In today’s environment, making healthy choices about food has become increasingly difficult. This is partially because we often aren’t paying attention to what we’re eating, as many people eat while driving, watching TV, working, among other activities. We also typically give ourselves permission to indulge on occasions like holidays, birthdays, and vacation. Furthermore, even the way you were raised can affect how you eat. For example, being told to always finish what’s on your plate, or learning that sweets are rewards.

As you can see, there are many reasons why it can be easy to over-eat or not make the best choices for our bodies. That’s where mindful eating comes in, which is purposefully paying attention to our food in the moment and without judgement.

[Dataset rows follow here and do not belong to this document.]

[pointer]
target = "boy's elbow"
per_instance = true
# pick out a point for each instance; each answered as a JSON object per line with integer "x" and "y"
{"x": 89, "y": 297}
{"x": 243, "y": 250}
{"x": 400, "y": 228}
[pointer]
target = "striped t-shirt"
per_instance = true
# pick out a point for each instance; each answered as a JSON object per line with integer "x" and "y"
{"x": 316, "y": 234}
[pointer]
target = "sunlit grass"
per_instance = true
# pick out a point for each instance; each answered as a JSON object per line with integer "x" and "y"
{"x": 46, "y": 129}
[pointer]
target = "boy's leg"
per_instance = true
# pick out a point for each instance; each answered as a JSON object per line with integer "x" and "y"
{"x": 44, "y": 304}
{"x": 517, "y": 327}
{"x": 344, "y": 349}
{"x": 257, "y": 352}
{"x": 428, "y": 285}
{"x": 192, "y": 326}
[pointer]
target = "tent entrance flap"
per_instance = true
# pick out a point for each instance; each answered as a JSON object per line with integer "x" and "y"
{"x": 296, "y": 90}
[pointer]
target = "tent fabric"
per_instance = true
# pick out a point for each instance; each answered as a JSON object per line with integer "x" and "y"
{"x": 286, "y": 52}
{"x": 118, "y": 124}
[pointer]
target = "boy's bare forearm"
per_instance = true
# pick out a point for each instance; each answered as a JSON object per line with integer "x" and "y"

Here are ways you can practice mindful eating on your own:

Eat at a table

Even if you just want a snack, find a place to eat that isn’t the couch, your desk, or standing around in the kitchen.

Set a timer

Give yourself at least 20 minutes for a normal sized meal and 10 minutes for a snack to pace yourself, using up every minute to eat.

Eat in silence

Turn off the TV, put away the phone, and close the book before you sit down to eat. Use the silence to think about your meal, how it tastes, where it came from, and what had to be done to get it on to your plate.

Take small bites

Chew well, too. This practice slows you down and forces you to think about the food you’re eating.

Question yourself

Before opening the fridge or heading to your pantry ask yourself: Am I really hungry?

Switch up your utensils

Use smaller silverware, opt for the chopsticks that come with your food, or try eating with your non-dominant hand, which will most likely slow you down. It may be fun to switch things up a bit too!

Mindful eating is important because it helps us to slow down, pay attention to how our bodies feel, and appreciate the experience of eating.